Kafka Tiered Storage and Multi-Region Replication

Kafka Tiered Storage and Multi-Region Replication for Analytics Lakehouses


At MinervaDB, we design Apache Kafka clusters that act as the durable ingestion tier in front of analytics lakehouses built on Apache Iceberg, Delta Lake, and ClickHouse. At web-scale, two capabilities separate a production-grade ingestion tier from a science experiment: tiered storage that decouples retention from broker disk capacity, and multi-region replication that protects analytics pipelines from regional failure. This article explains how our engineering team combines KIP-405 tiered storage (generally available in Kafka 3.9 and default on Kafka 4.2) with MirrorMaker 2 and Cluster Linking to build Kafka topologies that serve lakehouse ingestion at petabyte scale. The focus is on production patterns — sizing, cost, failure modes, and configuration — not marketing claims.

Kafka Tiered Storage

The Economics of Long Retention in Kafka

Web-scale analytics lakehouses need two things from Kafka that are in tension: low-latency ingest of the most recent hour of events, and long retention of raw events for backfill, model retraining, and regulatory replay. Before tiered storage, the only way to hold 30 days of raw events was to provision enough NVMe storage on every broker to cover the full retention window multiplied by the replication factor. The math was brutal: 1 GiB of logical retention on replicated NVMe costs 10–20× the same GiB on object storage, before factoring in the free-space headroom every broker must retain.
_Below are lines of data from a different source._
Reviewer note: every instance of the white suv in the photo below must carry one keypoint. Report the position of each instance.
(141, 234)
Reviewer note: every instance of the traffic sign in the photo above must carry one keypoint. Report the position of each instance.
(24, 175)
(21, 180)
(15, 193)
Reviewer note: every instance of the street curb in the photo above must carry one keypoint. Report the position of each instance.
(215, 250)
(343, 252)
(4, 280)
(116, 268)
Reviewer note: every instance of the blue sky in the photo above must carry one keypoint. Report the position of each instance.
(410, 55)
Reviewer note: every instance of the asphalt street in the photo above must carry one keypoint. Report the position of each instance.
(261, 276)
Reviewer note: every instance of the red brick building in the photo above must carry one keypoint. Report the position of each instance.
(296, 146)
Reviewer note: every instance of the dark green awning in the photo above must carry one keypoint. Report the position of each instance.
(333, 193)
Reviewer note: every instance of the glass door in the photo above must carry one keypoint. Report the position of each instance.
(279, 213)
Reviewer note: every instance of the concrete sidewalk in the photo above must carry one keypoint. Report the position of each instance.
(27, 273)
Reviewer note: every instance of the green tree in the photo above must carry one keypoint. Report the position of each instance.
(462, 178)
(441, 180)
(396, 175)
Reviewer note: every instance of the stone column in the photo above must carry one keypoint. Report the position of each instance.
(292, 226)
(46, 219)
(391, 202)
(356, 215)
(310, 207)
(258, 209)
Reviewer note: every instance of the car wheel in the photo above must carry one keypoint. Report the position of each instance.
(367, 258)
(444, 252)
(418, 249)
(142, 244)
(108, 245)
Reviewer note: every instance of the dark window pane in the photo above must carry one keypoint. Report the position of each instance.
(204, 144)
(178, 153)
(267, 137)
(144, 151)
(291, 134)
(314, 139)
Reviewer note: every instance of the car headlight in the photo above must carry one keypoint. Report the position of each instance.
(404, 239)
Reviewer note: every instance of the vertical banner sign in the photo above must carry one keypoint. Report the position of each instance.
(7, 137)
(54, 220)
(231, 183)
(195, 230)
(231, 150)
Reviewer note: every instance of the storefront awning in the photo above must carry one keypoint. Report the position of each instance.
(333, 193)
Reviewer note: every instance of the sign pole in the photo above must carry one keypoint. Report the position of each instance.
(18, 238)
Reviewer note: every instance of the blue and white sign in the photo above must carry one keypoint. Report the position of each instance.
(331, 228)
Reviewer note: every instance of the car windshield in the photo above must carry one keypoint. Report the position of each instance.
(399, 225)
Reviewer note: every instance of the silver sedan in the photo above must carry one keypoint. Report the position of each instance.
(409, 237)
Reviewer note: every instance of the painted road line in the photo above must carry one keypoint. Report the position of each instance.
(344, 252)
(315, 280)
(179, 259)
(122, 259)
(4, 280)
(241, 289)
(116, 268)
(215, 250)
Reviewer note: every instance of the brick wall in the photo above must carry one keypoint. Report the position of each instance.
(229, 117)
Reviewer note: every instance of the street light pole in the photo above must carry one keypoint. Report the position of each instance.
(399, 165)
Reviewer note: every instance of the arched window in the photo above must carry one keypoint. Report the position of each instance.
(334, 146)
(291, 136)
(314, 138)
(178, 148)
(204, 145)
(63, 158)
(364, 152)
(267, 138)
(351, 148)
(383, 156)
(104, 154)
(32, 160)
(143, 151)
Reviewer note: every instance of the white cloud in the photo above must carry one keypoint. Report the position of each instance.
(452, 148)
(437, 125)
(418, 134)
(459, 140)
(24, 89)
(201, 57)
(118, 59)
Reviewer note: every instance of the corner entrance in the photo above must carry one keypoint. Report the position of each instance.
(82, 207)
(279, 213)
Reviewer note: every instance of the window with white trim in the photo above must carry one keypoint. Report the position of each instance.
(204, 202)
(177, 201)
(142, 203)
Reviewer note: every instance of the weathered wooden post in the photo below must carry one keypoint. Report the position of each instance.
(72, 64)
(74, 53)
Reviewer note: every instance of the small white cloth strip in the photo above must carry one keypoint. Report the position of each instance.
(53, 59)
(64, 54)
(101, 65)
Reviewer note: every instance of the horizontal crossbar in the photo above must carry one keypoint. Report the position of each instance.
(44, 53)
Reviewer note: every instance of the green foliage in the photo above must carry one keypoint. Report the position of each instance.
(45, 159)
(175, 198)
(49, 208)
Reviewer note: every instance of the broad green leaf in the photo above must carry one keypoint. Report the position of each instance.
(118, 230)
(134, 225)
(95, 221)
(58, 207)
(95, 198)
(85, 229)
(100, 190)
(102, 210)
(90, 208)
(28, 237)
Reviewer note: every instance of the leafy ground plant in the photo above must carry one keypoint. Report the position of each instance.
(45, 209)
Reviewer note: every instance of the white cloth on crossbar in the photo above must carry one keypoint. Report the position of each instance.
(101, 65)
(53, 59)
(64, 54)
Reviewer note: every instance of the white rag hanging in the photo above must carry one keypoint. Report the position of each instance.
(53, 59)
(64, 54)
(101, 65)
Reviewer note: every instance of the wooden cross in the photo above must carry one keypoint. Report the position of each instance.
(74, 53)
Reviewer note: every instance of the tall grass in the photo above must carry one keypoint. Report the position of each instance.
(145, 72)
Tiered storage eliminates that tradeoff by separating hot data on broker disks from cold data in object storage. The hot tier serves low-latency reads from the page cache and NVMe, while the cold tier holds the long-retention copy in S3, GCS, or Azure Blob. In our engagements, tiered storage has reduced Kafka infrastructure cost by 60–80% for lakehouse-backing clusters while extending retention from days to months.

KIP-405 Tiered Storage Architecture

KIP-405 introduced tiered storage as an early-access feature, reached general availability in Kafka 3.9, and is a first-class feature on Kafka 4.2. The architecture is clean: each broker runs a RemoteLogManager that uploads closed log segments to a configured object store and reads them back on-demand when consumers fetch data older than the local retention window.

The critical insight is that tiered storage operates below the partition API. Producers and consumers are unchanged — a consumer reading from offset 0 on a partition with 30 days of retention transparently fetches recent segments from broker disk and older segments from object storage. The broker handles the storage tiering, the pluggable RemoteStorageManager handles the object store integration, and the RemoteLogMetadataManager tracks which segments live where.

# Broker-side tiered storage configuration
remote.log.storage.system.enable=true
remote.log.storage.manager.class.name=org.apache.kafka.server.log.remote.storage.RemoteLogManager
remote.log.storage.manager.impl.prefix=rsm.config.
remote.log.metadata.manager.impl.prefix=rlmm.config.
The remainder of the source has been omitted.